Este ano fui a seis casamentos. Isso mesmo, foram seis pessoas conhecidas que se casaram na igreja, com direito a véu e grinalda, festa e buquê voando para cima das mulheres solteiras. Para equilibrar, foram três casamentos de amigos meus + três casamentos de amigos e parentes do meu namorado.

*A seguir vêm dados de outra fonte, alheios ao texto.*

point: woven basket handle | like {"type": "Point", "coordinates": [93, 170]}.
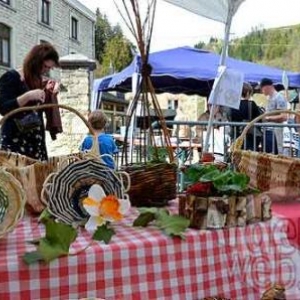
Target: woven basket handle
{"type": "Point", "coordinates": [237, 145]}
{"type": "Point", "coordinates": [95, 147]}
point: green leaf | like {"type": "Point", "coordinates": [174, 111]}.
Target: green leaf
{"type": "Point", "coordinates": [34, 242]}
{"type": "Point", "coordinates": [103, 233]}
{"type": "Point", "coordinates": [44, 216]}
{"type": "Point", "coordinates": [144, 219]}
{"type": "Point", "coordinates": [152, 210]}
{"type": "Point", "coordinates": [50, 251]}
{"type": "Point", "coordinates": [162, 213]}
{"type": "Point", "coordinates": [61, 234]}
{"type": "Point", "coordinates": [56, 243]}
{"type": "Point", "coordinates": [173, 225]}
{"type": "Point", "coordinates": [32, 257]}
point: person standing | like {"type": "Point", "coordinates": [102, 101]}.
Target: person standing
{"type": "Point", "coordinates": [24, 132]}
{"type": "Point", "coordinates": [273, 136]}
{"type": "Point", "coordinates": [107, 147]}
{"type": "Point", "coordinates": [247, 111]}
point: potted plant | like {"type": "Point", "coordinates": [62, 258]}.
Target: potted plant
{"type": "Point", "coordinates": [217, 198]}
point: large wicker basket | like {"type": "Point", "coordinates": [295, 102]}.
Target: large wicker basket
{"type": "Point", "coordinates": [30, 172]}
{"type": "Point", "coordinates": [152, 184]}
{"type": "Point", "coordinates": [275, 174]}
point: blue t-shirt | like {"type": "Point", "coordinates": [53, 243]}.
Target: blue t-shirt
{"type": "Point", "coordinates": [106, 146]}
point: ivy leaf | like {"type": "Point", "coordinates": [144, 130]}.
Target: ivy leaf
{"type": "Point", "coordinates": [103, 233]}
{"type": "Point", "coordinates": [32, 257]}
{"type": "Point", "coordinates": [56, 243]}
{"type": "Point", "coordinates": [152, 210]}
{"type": "Point", "coordinates": [60, 234]}
{"type": "Point", "coordinates": [162, 213]}
{"type": "Point", "coordinates": [173, 225]}
{"type": "Point", "coordinates": [144, 219]}
{"type": "Point", "coordinates": [44, 216]}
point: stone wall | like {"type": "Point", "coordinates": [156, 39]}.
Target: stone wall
{"type": "Point", "coordinates": [23, 17]}
{"type": "Point", "coordinates": [75, 93]}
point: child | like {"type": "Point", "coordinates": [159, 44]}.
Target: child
{"type": "Point", "coordinates": [98, 120]}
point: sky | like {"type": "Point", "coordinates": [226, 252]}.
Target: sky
{"type": "Point", "coordinates": [174, 26]}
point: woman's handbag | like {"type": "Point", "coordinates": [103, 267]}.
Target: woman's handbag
{"type": "Point", "coordinates": [29, 122]}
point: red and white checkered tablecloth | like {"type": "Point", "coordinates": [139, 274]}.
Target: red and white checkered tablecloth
{"type": "Point", "coordinates": [143, 263]}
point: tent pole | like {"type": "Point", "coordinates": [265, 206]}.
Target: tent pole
{"type": "Point", "coordinates": [221, 63]}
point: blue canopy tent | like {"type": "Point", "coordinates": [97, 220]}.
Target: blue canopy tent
{"type": "Point", "coordinates": [190, 71]}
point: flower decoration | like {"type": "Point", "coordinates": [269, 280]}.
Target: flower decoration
{"type": "Point", "coordinates": [103, 208]}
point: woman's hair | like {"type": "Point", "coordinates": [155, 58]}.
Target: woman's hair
{"type": "Point", "coordinates": [247, 90]}
{"type": "Point", "coordinates": [98, 119]}
{"type": "Point", "coordinates": [33, 63]}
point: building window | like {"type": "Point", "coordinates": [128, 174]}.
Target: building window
{"type": "Point", "coordinates": [4, 45]}
{"type": "Point", "coordinates": [45, 12]}
{"type": "Point", "coordinates": [74, 28]}
{"type": "Point", "coordinates": [172, 104]}
{"type": "Point", "coordinates": [5, 1]}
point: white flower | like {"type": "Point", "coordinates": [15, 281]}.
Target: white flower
{"type": "Point", "coordinates": [102, 208]}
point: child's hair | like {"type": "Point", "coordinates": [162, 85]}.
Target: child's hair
{"type": "Point", "coordinates": [98, 119]}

Acho que nunca tomei tanto pró-seco, comi tanta variedade de salgadinhos e canapés, fiz tanta escova no cabelo e usei salto por tanto tempo. Porque eu odeio salto, como vocês já devem saber. Aliás, uma salva de palmas aos casais que distribuem havaianas (mesmo que genéricas, é tudo igual) para as convidadas da festa. É, porque ninguém merece dançar do alto daqueles saltos imensos, a noite toda. E ficar descalça, dando mole para cacos de vidro e sujando o pé no chão imundo, também não dá!

havaianas

Em um destes casamentos de 2008, percebi uma imensa oferta de uísque Black Label e pró-seco. Mas cadê as sandalinhas? Fala sério, resolveram economizar logo no artigo mais importante da festa, que garante minha felicidade por muito mais tempo! Na boa, com duas garrafas de Black Label a menos, dava pra galera biritar bastante e ainda se acabar de dançar usando os confortáveis chinelos… Fica aqui meu protesto!

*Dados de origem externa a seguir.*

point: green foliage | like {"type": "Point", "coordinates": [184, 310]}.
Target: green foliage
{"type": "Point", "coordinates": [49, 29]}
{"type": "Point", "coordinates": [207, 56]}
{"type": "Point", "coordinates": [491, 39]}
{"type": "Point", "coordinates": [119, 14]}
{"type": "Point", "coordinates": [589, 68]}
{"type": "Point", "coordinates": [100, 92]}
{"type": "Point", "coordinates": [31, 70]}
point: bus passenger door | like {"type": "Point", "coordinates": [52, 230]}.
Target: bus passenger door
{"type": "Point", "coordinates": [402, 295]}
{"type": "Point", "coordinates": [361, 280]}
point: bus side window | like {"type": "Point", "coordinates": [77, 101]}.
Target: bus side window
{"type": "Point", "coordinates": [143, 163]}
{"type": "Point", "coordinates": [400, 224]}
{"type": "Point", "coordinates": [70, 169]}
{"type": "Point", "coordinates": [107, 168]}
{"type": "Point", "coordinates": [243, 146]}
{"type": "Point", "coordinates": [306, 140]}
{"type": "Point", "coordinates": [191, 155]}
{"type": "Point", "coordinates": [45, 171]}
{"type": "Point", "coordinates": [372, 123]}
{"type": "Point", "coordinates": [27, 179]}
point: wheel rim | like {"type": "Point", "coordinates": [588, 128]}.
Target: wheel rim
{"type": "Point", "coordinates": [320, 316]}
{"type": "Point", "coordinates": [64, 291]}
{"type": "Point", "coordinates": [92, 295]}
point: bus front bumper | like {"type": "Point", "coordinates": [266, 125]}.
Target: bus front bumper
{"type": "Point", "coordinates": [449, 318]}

Para os casamentos do ano que vem, lanço a minha campanha: DISTRIBUA HAVAIANAS PARA A MULHERADA! Sua festa será bem mais bacana!

Você conhece Ary Barroso?

Novembro 3, 2008

- Ary o quê?
- Ary Barroso… O compositor!
- Ah, claro! Ele fez aquela música! Como é mesmo o nome? “Não-sei-o-quê do Brasil”…
- “Aquarela do Brasil”.
- Isso! Se bem que não tem uma do Toquinho com o mesmo nome?
- Não, a do Toquinho é só “Aquarela”.
- Ah… Bom, você me confundiu…
- Tá, mas você não sabe mais nada do Ary Barroso? Fala sério!
- Ué, e você sabe?
- Claro: o cara tinha um programa de calouros com gongo, era muito engraçado! Ele “gongava” os calouros que cantavam mal!
- Tipo Chacrinha?
- (desanimado) É… Tipo Chacrinha, só que é mais antigo!
- Ah, legal.
- Escuta, o cara era um músico genial também. Morava no interior de Minas, veio pro Rio estudar Direito e acabou virando um dos maiores compositores do Brasil. Fez música até para filme do Walt Disney.
- Sério?
- Ele também narrava jogo de futebol pelo rádio. E era flamenguista roxo!
- Gente boa, ele, heim?
- Gente boníssima. Um boêmio de primeira.
- Gostava de cerveja?
- Ô! Mas é uma pena que as pessoas de agora saibam tão pouco sobre o cara. Tem cada música, cada samba…
- Era sambista, então?
- Mais ou menos…
- Como assim?

O diálogo acima pode muito bem acontecer a qualquer momento, em qualquer lugar do Brasil. Pra não fazer o papel do desinformado, te dou duas dicas:

• Correr para assistir ao espetáculo “As Aquarelas de Ary”, em cartaz na Sala Baden Powell, Av. Nossa Sra. de Copacabana, 360, Copacabana, Rio de Janeiro. Tel.: (21) 2548-0421. O espetáculo é da mesma galera que fez trouxe aos palcos a vida de Antônio Maria, em “A noite é uma criança!”, e Mário Lago, em “Ai, que saudades do Lago!”
• Rever o “Som Brasil” sobre a música de Ary. Lindo demais!